Wakil Menteri Energi dan Sumber Daya Mineral (ESDM) Yuliot Tanjung, di Jakarta, Jumat (5/6/2026), mengatakan, pemerintah memberi perhatian pada persoalan korsleting yang menjadi salah satu faktor utama pemicu kebakaran, baik di kantor pemerintahan, pasar, maupun permukiman warga. Oleh karena itu, tengah disiapkan regulasi yang mengatur penerapan GPAS, dalam hal ini RCBO.

"Jadi, nanti akan ada konversi. RCBO akan menggantikan MCB, dengan selisih harga yang tidak seberapa (signifikan). Dengan RCBO di perkantoran, pasar, dan lainnya, saat terjadi korsleting, maka akan mati secara keseluruhan. Lebih sensitif demi meningkatkan keamanan. Peraturan menterinya sudah kami siapkan," ujar Yuliot.

Baca JugaAlarm Keras Keselamatan Kelistrikan

Sebelumnya, Juru Bicara Kementerian ESDM Dwi Anggia menuturkan, harmonisasi rancangan Peraturan Menteri ESDM terkait dengan GPAS sudah dilakukan dengan Direktorat Jenderal Peraturan Perundang-undangan Kementerian Hukum. "Saat ini, sedang dalam proses review akhir. Diharapkan peraturan ini bisa terbit pada Semester I-2026,” kata Anggia, pertengahan April 2026.

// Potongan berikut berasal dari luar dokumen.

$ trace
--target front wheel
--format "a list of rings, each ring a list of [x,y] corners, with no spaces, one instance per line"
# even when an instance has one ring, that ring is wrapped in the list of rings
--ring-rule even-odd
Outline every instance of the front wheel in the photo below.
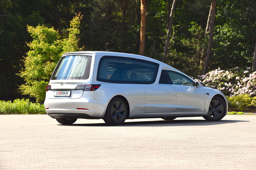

Pengamat hukum energi dan pertambangan yang juga dosen Fakultas Hukum Universitas Muhammadiyah Prof Dr HAMKA (Uhamka) Akmaluddin Rachim, Rabu (10/6/2026), mengatakan, implementasi GPAS memang ditujukan untuk mencegah terjadinya kebakaran. Namun, agar penerapannya berjalan efektif, pemerintah perlu melakukan sosialisasi secara optimal, baik sebelum maupun setelah diterbitkannya peraturan menteri mengenai GPAS.

"Sosialisasi menyeluruh perlu diperbanyak, baik pada masyarakat maupun para pemangku kepentingan yang menjadi sasaran penggunaan GPAS," kata Akmaluddin.

Mengenai perbedaan harga antara RCBO dan MCB, imbuh Akmaluddin, hal tersebut juga perlu menjadi pertimbangan pemerintah. Jangan sampai kebijakan itu memicu penolakan dari masyarakat karena dianggap menambah beban biaya di tengah meningkatnya berbagai kebutuhan lainnya.

“Pemerintah harus benar-benar memastikan regulasi ini disusun dengan rasionalisasi yang kuat, baik terkait aspek keamanan yang ditawarkan maupun implikasi harganya,” lanjut Akmaluddin.

Pemerintah perlu segera bekerja sama dengan berbagai pihak untuk mendorong penerapan GPAS pada instalasi listrik baru.

Baca JugaPertolongan Pertama Saat Kesetrum Listrik

Sebelumnya, dosen Departemen Teknik Elektro Universitas Diponegoro (Undip) Semarang, Jaka Windarta, mengemukakan, penerapan GPAS sangat penting untuk meningkatkan keamanan dan keselamatan ketenagalistrikan, khususnya dalam mengantisipasi potensi kebakaran. Hal ini disebabkan GPAS mampu mendeteksi arus bocor yang tidak terdeteksi jika hanya mengandalkan MCB.

Menurut Jaka, salah satu hal penting yang perlu dilakukan pemerintah adalah melakukan sosialisasi secara masif kepada masyarakat. "Apabila Peraturan Menteri ESDM terkait GPAS telah terbit, pemerintah perlu segera bekerja sama dengan berbagai pihak, antara lain pemerintah daerah, Asosiasi Kontraktor Listrik Indonesia (AKLI), serta asosiasi konsultan, untuk mendorong penerapan GPAS pada instalasi listrik baru," kata Jaka.

Catatan Kompas, sejumlah negara telah mewajibkan penggunaan GPAS pada instalasi listrik rumah tangga. Salah satunya adalah Singapura, yang mulai menggunakanresidual current circuit breaker (RCCB) sejak Juli 1985. Selain itu, Australia, Jepang, dan Perancis juga mewajibkan penggunaan perangkat serupa sebagai bagian dari standar keselamatan kelistrikan. Sejalan dengan penerapan GPAS yang semakin luas di berbagai negara, angka kejadian sengatan listrik di dunia cenderung menurun. Saat ini, rata-rata kasus kesetrum secara global yakni 0,6 kasus per satu juta penduduk.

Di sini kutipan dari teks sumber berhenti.